By Azania Post Reporter
MAFIA district in Coast region has embarked on a campaign to revive cashew nut plant in order to enable local residents to get an alternative trade. Coconut is the main stay of residents in Mafia and nearby coastal areas of Tanzania.
Speaking, the Mafia District Commissioner, Shaibu Nunduma said the work to revive the crop started last year where as extension officers from the office of district executive director have visited all villages to sensitize farmers.
He said it was realized that the cashew nut plant can be grown at the area could improve the living standard of the people since its price has been on rise.
According to him, last year’s campaign has proved success, the first time the district conducted an auction, 66 tons of cashewnuts were sold.
He noted a total of 23,000 old cashew nut plants were revived and farmers were given new seedlings.
According to the Cashewnut Board of Tanzania (CBT), earnings from crop sales in the four southern regions of Lindi, Mtwara, Ruvuma and Coast in the just ended season clocked over a trillion shillings.
Acting director of the board, Hassan Jarufu said that several cashew nut auctions within financial year 2017/2018 had clocked a record 1.08trl/-.
Speaking at a ceremony to welcome New Year 2018 in Lindi region, Prime Minister Kassim Majaliwa was quoted saying that the people within the area were a representative sample of all other regions, especially on the cashew nut plant.
He urged the area residents to tap the opportunities that still await further exploitation.
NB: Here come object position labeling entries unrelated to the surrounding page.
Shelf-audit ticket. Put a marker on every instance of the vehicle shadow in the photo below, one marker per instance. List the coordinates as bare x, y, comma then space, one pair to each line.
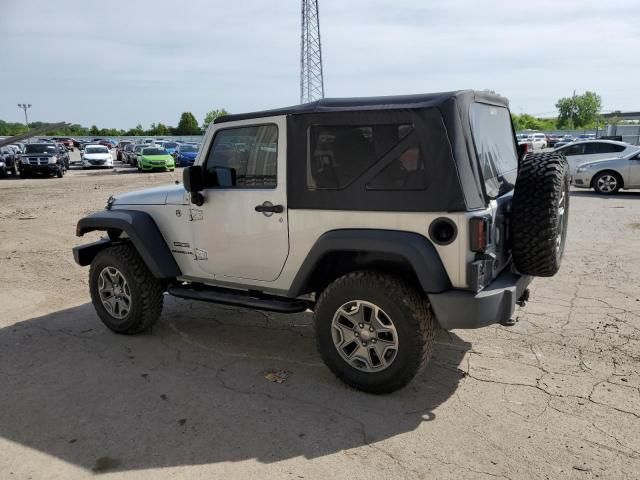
194, 391
625, 194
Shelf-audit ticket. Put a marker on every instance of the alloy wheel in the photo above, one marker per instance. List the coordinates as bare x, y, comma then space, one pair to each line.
364, 336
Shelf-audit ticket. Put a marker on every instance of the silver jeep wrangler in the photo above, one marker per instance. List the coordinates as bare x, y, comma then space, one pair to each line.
385, 217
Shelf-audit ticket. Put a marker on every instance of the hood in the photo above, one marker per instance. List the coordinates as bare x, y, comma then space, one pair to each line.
97, 156
165, 194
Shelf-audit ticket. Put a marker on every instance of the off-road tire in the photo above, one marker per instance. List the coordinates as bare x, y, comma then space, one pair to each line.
410, 313
538, 230
146, 291
594, 183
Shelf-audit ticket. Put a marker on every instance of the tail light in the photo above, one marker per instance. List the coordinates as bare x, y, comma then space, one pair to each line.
479, 234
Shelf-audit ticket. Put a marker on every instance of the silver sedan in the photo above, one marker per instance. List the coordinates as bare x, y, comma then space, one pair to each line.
609, 175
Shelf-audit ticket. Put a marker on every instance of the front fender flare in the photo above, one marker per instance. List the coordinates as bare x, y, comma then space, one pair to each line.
141, 230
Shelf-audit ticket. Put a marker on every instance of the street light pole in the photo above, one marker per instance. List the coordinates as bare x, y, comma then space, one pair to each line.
24, 106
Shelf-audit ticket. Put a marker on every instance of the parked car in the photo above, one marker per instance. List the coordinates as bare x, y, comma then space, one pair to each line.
64, 154
120, 149
97, 156
127, 153
586, 136
368, 217
185, 155
538, 140
552, 139
135, 154
170, 146
155, 158
66, 141
580, 152
9, 161
564, 140
41, 159
610, 175
108, 143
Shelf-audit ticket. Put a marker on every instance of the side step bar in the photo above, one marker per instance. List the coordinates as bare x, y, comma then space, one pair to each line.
257, 301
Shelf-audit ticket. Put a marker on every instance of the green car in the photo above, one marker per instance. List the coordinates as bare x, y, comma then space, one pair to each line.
155, 158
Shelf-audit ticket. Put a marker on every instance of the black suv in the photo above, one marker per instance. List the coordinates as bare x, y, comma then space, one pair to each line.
42, 159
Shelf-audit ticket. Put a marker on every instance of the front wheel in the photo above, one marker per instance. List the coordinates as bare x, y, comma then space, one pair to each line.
607, 183
374, 331
126, 296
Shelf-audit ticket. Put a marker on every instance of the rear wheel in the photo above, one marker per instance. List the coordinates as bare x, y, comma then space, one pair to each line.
374, 331
607, 183
126, 296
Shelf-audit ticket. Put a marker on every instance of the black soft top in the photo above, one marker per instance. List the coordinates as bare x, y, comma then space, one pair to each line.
394, 102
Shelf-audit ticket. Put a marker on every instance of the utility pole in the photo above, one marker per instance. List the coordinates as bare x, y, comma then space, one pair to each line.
25, 106
311, 79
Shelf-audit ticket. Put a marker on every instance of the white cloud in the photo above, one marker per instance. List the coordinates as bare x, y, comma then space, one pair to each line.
126, 62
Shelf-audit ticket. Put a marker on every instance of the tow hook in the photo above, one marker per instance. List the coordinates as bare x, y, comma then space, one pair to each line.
524, 298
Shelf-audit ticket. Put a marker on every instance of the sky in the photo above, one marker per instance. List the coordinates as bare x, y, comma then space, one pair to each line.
122, 63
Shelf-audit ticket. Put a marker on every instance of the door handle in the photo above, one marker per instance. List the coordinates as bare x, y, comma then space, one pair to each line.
268, 207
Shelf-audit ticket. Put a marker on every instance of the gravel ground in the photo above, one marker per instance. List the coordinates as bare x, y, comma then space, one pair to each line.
555, 396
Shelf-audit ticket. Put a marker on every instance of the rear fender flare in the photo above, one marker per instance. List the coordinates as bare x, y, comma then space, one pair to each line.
412, 247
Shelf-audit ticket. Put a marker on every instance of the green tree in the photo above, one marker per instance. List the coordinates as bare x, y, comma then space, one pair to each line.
188, 125
579, 111
212, 115
136, 131
159, 129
The PM gave ten million seedlings to Ruangwa residents in Lindi region, over the theme: "Cashew nut is the green gold, let's preserve and conserve it."
The PM advised youth to work on the opportunities that the crop holds, stressing that they all "stand to benefit from new business opportunities." "The world's demand for cashew nut is gigantic ... it's consumed in hotels, airplanes and the price remains very high," he said.
Majaliwa said he believes that every youth who dares can exploit the potential to great advantage, arguing each one of them "can do it" further 'coaching' the youth that an acre needs just 37 to 40 seedlings - and challenged them to "grab these opportunities."
Available data show that about 90 per cent of Tanzanian cashew nuts is exported to India in raw form, with the small portion, less than 10 per cent, processed in the country.
The country has huge potential of expanding production and increasing productivity as well as adding value of the cash crop beyond the current 10 per cent, making use of byproducts, as well.